Selain itu, menurut Roy, peredaran uang di masyarakat juga mengalami penurunan signifikan, turun sekitar 16% dibandingkan tahun sebelumnya. Pada 2024, peredaran uang mencapai Rp137 triliun, sementara di 2025 hanya sekitar Rp114 triliun.
“Indeks penjualan ritel (IPR) kita juga turun dari 122 menjadi 112. Jadi semua indikator menandakan memang masyarakat menahan, menahan belanja. Jadi ada dua model. Ada yang menahan belanja meski mereka punya uang, ada juga yang menahan belanja karena mereka ter-PHK," sebut Roy.

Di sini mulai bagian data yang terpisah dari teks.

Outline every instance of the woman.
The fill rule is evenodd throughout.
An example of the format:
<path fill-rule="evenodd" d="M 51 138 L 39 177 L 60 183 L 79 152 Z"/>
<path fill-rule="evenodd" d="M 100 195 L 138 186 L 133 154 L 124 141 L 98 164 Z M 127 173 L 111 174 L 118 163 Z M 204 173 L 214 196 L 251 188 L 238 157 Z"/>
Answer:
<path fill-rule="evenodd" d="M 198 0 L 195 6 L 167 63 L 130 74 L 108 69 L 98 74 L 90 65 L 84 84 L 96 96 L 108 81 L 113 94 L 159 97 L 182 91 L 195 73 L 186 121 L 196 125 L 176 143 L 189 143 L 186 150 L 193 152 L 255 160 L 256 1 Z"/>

Roy juga menyoroti dampak dari penurunan daya beli terhadap pertumbuhan ekonomi. Jika tahun lalu pertumbuhan ekonomi kuartal kedua mencapai 5,17, tahun ini diperkirakan hanya berada di kisaran 4,8-4,9. Pertumbuhan ritel pun tidak lagi mencapai double digit seperti tahun sebelumnya yang berada di angka 18-20%, melainkan hanya sekitar 8-9%.
“Pemerintah seharusnya mencermati indikator-indikator ini untuk mengambil langkah-langkah strategis dalam mendorong konsumsi masyarakat,” pungkas Roy.